Marquit, Amanda 1986(?)–
Marquit, Amanda 1986(?)–
PERSONAL: Born c. 1986.
ADDRESSES: Home—New York, NY. Agent—c/o Arthur Klebanoff, Scott Meredith Literary Agency, 200 West 57th Street, New York, NY 10019.
CAREER: Writer.
WRITINGS:
Shut the Door (novel), St. Martin's Press (New York, NY), 2005.
SIDELIGHTS: Teenage novelist Amanda Marquit was a student at the Professional Children's School in New York City when she published her debut novel, Shut the Door. An accomplished pianist and ballet dancer, she studied dance at the School of American Ballet, dramatic arts at the Stella Adler Sudio of Acting, has performed original compositions for piano and guitar, and has written several poems and short stories.
Marquit's novel is "the story of a dysfunctional suburban American family told from four points of view," commented a writer on ElevenMagazine.com. Husband Harry, feeling stifled and stagnated in his marriage, consorts with prostitutes and revels in the freedom found in a business trip away from his family. Wife Beatrice, the perfect suburban homemaker, finds that, without Harry, there is nothing in her life that gives her any meaning. Neglected daughters Lilliana, sixteen, and Vivian, seventeen, "grapple with problems that read like the worst case scenario of every parent's fears—promiscuity, drink, drugs, self-mutilation, and anorexia," the ElevenMagazine.com writer remarked.
While Harry is away, Beatrice blithely continues cooking his favorite meals, as if by some sort of domestic magic she can bring him back unchanged. Lilliana engages in frequent casual sex until she develops a crush on her guitar teacher, a college student who resists her advances. In response, Lilliana develops the habit of cutting herself with a fearsome variety of sharp objects. The more restrained Vivian abruptly experiences a role-reversal, dying her hair, getting tat-tooed and pierced, developing anorexia, and seeking admittance to the "mean girl" clique at school. Through it all, Beatrice edges closer to a catastrophic nervous breakdown.

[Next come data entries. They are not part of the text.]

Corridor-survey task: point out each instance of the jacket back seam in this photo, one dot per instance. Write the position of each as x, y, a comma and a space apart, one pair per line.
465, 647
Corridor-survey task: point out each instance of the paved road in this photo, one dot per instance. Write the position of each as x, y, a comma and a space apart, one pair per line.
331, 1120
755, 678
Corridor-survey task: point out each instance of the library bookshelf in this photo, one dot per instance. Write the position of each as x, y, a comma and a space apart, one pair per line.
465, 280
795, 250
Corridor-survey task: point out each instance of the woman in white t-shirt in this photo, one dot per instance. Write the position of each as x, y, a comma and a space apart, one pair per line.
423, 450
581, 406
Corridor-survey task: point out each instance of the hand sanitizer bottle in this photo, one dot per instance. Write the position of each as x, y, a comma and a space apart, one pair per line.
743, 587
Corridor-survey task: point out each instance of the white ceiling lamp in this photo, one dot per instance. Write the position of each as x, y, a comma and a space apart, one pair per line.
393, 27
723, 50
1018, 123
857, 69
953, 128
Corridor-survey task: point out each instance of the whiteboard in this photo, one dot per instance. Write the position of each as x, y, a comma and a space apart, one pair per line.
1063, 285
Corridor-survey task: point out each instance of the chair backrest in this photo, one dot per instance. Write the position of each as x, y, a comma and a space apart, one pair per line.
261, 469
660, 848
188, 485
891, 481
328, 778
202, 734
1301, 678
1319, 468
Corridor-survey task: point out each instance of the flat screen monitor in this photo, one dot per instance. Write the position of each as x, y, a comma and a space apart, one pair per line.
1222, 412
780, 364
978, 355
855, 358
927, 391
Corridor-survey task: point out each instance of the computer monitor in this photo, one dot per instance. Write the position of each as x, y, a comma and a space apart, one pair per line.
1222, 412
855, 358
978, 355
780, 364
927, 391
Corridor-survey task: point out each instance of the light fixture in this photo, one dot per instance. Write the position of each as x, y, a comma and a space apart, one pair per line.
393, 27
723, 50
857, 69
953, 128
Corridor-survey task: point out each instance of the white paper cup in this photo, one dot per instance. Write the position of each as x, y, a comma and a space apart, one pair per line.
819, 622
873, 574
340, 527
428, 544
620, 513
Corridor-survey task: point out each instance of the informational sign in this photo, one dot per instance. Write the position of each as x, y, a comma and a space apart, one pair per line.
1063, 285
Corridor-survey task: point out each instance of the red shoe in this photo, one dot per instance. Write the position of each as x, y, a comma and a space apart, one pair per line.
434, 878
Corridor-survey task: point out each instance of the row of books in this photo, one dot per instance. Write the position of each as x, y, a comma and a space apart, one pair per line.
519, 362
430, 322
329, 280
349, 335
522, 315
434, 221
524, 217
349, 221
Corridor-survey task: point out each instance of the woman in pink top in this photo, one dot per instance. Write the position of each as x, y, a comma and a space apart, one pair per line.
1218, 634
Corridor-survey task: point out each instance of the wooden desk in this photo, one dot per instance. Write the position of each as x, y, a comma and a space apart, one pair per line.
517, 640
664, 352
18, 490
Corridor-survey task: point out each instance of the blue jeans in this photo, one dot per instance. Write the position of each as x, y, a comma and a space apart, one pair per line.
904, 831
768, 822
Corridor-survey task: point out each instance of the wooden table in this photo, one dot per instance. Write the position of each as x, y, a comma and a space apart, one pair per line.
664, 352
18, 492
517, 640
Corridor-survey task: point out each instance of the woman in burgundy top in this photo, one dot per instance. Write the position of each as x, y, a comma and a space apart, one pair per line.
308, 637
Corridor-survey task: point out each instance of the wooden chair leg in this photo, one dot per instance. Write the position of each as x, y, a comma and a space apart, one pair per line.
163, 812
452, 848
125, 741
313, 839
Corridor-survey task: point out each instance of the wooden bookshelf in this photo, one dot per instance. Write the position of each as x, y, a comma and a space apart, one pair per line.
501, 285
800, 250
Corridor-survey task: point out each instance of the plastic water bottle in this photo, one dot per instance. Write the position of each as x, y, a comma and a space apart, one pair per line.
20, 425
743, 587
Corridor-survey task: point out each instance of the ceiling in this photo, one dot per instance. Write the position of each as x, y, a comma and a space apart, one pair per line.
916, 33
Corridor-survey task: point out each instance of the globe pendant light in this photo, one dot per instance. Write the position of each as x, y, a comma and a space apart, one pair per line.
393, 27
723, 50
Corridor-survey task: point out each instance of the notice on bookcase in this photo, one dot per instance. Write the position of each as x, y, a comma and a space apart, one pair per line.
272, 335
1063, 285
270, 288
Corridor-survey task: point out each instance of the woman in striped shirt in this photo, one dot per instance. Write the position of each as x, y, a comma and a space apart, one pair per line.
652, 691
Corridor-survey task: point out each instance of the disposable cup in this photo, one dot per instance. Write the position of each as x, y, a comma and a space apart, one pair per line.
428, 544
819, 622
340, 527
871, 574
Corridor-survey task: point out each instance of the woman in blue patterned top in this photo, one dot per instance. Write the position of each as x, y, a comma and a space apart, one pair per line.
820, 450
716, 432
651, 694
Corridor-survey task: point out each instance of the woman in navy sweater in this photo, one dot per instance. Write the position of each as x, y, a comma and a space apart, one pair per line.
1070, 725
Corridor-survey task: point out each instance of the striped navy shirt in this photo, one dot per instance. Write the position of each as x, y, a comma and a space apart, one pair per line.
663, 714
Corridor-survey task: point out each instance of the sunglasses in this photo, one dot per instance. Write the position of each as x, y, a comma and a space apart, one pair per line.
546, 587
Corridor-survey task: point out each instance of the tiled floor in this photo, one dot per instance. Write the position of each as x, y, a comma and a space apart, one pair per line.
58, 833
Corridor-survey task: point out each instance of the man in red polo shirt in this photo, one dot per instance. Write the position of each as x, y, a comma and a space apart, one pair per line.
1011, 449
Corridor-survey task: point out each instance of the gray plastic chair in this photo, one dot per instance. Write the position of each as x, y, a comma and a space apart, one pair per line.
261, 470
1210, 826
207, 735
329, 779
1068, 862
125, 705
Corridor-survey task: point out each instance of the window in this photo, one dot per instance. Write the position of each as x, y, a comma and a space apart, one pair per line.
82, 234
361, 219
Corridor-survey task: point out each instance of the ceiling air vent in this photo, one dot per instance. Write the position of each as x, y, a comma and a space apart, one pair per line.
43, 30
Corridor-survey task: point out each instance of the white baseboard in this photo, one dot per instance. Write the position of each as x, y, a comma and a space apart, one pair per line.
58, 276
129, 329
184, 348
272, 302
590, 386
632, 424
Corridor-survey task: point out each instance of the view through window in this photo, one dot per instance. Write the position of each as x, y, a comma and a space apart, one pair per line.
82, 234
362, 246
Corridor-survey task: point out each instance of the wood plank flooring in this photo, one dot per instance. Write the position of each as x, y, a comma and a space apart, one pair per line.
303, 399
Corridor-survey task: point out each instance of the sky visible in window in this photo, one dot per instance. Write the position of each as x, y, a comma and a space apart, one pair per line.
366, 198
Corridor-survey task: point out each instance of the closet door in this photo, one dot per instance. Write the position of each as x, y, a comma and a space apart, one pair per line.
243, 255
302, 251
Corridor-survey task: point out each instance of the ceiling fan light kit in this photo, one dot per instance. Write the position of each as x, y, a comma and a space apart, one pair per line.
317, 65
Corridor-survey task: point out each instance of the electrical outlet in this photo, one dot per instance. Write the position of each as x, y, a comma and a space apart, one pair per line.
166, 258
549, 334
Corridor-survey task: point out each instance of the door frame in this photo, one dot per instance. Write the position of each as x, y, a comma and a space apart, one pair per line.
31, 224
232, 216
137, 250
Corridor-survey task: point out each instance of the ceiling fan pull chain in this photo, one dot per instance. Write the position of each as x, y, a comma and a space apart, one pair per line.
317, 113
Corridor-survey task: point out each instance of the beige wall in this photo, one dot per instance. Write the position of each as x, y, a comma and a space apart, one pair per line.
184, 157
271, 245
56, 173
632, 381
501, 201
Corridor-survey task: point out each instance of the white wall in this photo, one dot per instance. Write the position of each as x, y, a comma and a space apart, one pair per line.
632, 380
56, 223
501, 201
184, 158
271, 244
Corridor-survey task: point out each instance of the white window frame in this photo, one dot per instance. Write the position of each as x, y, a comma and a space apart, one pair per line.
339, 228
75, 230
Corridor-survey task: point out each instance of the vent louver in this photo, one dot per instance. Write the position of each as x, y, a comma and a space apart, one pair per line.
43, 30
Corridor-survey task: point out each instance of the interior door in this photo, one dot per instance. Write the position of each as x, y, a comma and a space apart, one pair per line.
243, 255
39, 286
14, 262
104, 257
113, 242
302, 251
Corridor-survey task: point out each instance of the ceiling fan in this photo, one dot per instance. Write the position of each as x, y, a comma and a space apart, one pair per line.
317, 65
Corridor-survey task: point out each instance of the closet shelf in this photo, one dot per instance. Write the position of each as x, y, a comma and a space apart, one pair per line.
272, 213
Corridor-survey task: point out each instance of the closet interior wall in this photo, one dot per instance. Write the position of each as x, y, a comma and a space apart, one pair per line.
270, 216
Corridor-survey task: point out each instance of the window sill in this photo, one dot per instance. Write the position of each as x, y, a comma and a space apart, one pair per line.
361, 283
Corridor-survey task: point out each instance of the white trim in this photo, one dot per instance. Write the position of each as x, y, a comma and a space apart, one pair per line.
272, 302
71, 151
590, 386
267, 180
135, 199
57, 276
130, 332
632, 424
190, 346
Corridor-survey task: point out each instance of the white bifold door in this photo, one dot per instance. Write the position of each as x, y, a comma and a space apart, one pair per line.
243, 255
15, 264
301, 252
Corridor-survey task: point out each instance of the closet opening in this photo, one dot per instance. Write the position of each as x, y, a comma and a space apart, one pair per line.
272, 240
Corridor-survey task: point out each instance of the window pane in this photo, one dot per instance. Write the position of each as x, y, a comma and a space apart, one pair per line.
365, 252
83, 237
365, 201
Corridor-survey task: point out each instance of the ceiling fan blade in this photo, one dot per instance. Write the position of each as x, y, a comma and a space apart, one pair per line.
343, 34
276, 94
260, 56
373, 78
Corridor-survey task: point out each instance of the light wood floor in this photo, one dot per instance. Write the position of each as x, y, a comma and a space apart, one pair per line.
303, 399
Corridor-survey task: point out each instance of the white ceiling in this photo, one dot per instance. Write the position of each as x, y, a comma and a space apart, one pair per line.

Inspired by her reading of Nabokov's Lolita, Marquit started the novel at age fourteen as a short story written during a summer drama program. She finished the book two years later. Marquit attributes luck and timing to the publication of her novel. After she finished the book, Marquit and her parents asked a family friend, a nonfiction agent, for advice on submitting the book to fiction publishers. The agent "became really interested in it himself, and he wanted to take me on," Marquit said in an interview with Boris Kachka for New York Magazine. "I was really lucky."
A Kirkus Reviews critic observed that Marquit "skillfully interweaves recurring motifs," including physical rooms that serve to isolate the characters from each other—Beatrice's kitchen, the girls' bedrooms, Harry's hotel room. In the novel's "shocking close, implacable ironies descend on the family, but the heavy-handed, one-dimensional portrayals cheapen the thrills," the reviewer noted. "It's to Marquit's credit that she makes an effort to get inside the heads of all four of her characters," commented a Publishers Weekly reviewer, who also found echoes of Joyce Carol Oates in Marquit's "breathy, italics-heavy narration and dark subject matter."
BIOGRAPHICAL AND CRITICAL SOURCES:
PERIODICALS
Kirkus Reviews, October 1, 2004, review of Shut the Door, p. 933.
New York Magazine, January 17, 2005, Boris Kachka, "Teen Novelist: Amanda Marquit."
Publishers Weekly, December 20, 2004, review of Shut the Door, p. 37.
Teen Vogue, February, 2005, "People Are Talking About …," p. 74.
US, January 31, 2005, "US Musts—Hot Book Picks," p. 90.